El clan protagónico, los Shibata, son una familia ampliada, que incluye abuela, madre, hermana de ésta, marido e hijo. Todos apretados en un departamentito de tamaño japonés. Anda haciendo falta algún integrante más y ésta aparece una noche, más o menos perdida en medio del frío. Es Yuri, una nena de preescolar, sumamente callada y con marcas en los brazos. Marcas de quemaduras. La atienden, le dan de comer, le preguntan dónde vive, la llevan. Pero desde su casa llegan gritos, por lo cual se la llevan de vuelta a casa. Le preguntan si quiere volver, dice que no y pasa a ser la segunda hija, junto con Shota, que tendrá unos 12 o 13 y tiene la peculiaridad de vivir en un placard, algo que aparentemente no es tan raro allá en las antípodas (ver entrevista).
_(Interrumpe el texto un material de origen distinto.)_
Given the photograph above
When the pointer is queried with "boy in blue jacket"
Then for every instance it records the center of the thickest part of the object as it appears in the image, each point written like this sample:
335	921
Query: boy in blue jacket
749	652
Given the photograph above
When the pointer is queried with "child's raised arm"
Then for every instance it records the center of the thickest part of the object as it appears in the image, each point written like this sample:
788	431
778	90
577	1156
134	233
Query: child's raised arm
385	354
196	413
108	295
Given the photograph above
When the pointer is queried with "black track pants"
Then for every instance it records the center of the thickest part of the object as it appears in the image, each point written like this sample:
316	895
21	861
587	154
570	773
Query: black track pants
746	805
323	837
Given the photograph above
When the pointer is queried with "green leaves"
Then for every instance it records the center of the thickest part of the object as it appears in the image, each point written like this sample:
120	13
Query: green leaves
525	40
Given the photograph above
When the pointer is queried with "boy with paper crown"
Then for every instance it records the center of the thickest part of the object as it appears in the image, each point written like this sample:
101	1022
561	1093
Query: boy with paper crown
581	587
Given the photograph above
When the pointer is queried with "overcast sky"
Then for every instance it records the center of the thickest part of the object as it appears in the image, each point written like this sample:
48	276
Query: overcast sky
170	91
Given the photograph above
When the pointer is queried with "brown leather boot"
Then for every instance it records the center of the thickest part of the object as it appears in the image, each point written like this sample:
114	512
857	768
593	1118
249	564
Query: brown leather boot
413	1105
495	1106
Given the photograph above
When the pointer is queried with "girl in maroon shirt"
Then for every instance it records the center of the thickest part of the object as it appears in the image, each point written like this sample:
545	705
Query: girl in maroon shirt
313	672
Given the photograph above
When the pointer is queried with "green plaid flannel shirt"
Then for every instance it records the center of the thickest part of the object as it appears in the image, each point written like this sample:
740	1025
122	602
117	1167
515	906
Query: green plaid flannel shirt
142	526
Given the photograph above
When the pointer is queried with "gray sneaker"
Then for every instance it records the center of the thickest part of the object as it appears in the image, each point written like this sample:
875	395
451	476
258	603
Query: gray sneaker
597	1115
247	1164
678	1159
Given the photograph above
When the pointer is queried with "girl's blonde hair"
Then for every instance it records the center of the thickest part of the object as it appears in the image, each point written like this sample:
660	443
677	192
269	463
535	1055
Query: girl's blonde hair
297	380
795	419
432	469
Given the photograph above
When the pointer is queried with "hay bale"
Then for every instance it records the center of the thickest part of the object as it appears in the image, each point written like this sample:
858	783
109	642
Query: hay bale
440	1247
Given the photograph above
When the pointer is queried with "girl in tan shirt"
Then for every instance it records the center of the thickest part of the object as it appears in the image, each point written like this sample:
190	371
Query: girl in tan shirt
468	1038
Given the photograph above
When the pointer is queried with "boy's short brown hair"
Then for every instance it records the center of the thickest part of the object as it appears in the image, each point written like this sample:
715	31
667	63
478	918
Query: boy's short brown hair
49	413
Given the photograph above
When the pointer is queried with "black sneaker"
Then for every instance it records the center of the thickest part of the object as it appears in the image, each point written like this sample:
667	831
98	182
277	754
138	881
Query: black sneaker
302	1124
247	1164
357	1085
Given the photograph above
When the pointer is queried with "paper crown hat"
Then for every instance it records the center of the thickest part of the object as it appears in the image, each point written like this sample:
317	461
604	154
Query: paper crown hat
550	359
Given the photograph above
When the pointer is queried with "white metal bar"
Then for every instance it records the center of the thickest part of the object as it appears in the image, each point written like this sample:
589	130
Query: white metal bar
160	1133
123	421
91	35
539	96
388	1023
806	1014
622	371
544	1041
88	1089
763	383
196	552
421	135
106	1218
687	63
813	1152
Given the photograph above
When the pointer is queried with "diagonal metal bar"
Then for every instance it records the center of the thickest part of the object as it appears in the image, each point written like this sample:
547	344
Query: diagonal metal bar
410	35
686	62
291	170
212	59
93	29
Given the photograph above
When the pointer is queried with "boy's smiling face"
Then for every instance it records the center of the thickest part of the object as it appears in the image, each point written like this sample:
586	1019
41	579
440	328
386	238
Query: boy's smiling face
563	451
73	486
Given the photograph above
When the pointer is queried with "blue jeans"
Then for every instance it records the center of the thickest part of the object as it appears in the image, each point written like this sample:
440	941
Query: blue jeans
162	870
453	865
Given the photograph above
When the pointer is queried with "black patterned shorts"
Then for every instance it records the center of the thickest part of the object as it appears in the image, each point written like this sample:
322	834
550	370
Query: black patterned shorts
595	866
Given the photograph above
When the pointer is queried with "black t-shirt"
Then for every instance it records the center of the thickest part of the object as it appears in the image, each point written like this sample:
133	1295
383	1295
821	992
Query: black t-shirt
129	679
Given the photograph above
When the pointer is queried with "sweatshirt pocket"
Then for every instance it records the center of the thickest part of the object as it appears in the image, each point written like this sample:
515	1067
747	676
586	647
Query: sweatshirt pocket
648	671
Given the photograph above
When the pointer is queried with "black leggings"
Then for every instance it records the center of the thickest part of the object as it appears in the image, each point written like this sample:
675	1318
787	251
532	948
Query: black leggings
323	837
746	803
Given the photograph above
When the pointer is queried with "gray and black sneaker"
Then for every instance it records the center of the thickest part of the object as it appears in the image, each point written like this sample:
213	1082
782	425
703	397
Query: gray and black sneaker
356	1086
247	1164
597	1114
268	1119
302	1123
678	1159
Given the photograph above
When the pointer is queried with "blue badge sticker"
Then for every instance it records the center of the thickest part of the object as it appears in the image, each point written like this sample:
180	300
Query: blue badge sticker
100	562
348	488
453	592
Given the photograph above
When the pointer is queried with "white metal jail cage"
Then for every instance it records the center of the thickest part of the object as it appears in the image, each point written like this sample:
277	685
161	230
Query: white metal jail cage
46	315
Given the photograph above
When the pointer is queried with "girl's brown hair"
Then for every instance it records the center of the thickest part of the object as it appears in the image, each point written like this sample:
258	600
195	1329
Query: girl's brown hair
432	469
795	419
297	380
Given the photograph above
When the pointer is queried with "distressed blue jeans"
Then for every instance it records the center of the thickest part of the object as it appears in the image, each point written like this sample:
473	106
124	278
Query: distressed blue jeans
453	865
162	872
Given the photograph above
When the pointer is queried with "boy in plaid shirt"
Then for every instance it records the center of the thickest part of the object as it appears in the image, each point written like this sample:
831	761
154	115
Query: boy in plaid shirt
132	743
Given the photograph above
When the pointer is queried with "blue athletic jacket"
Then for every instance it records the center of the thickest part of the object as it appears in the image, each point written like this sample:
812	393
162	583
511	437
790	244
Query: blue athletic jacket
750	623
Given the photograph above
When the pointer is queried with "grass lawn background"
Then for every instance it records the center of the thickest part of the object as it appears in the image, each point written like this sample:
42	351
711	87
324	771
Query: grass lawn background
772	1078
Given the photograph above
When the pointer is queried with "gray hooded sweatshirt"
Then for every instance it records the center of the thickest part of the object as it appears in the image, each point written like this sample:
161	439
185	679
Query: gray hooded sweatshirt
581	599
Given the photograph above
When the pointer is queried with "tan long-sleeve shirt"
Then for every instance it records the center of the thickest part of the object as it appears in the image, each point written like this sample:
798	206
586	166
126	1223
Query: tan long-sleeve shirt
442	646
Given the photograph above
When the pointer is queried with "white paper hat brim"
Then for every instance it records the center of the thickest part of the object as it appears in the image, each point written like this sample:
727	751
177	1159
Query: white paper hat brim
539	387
Los chicos no van a la escuela, pero los adultos trabajan. Osamu, como albañil, su esposa Nobuyo en una fábrica y Aki, hermana de ésta, en un peep show. Todo está naturalizado, no hay escándalo. Aki le comenta a la abuela sobre su empleo, y en el empleo le pregunta a su cliente, con amabilidad de geisha, si le gusta verla “de frente o de atrás”. El cliente hace saber sus deseos y ella inicia una mímica masturbatoria, con la serenidad de quien emprende un ikebana. Nadie le pregunta a Shota si no necesita una luz, y Osamu va con su hijo al super (supermercado japonés, no chino). Se comunican por unas señas rarísimas, Shota hace unos signos que parecen corresponder a una cábala, se chorea alguna pavada y se va lo más pancho con su padre. A diferencia de Feos, sucios y malos, que hacían toda clase de cosas aberrantes, los de Somos una familia cometen transgresiones casi infantiles. De hecho, Osamu parece un niño, con unos ojos de asombro, sonrisa pícara y espíritu lúdico.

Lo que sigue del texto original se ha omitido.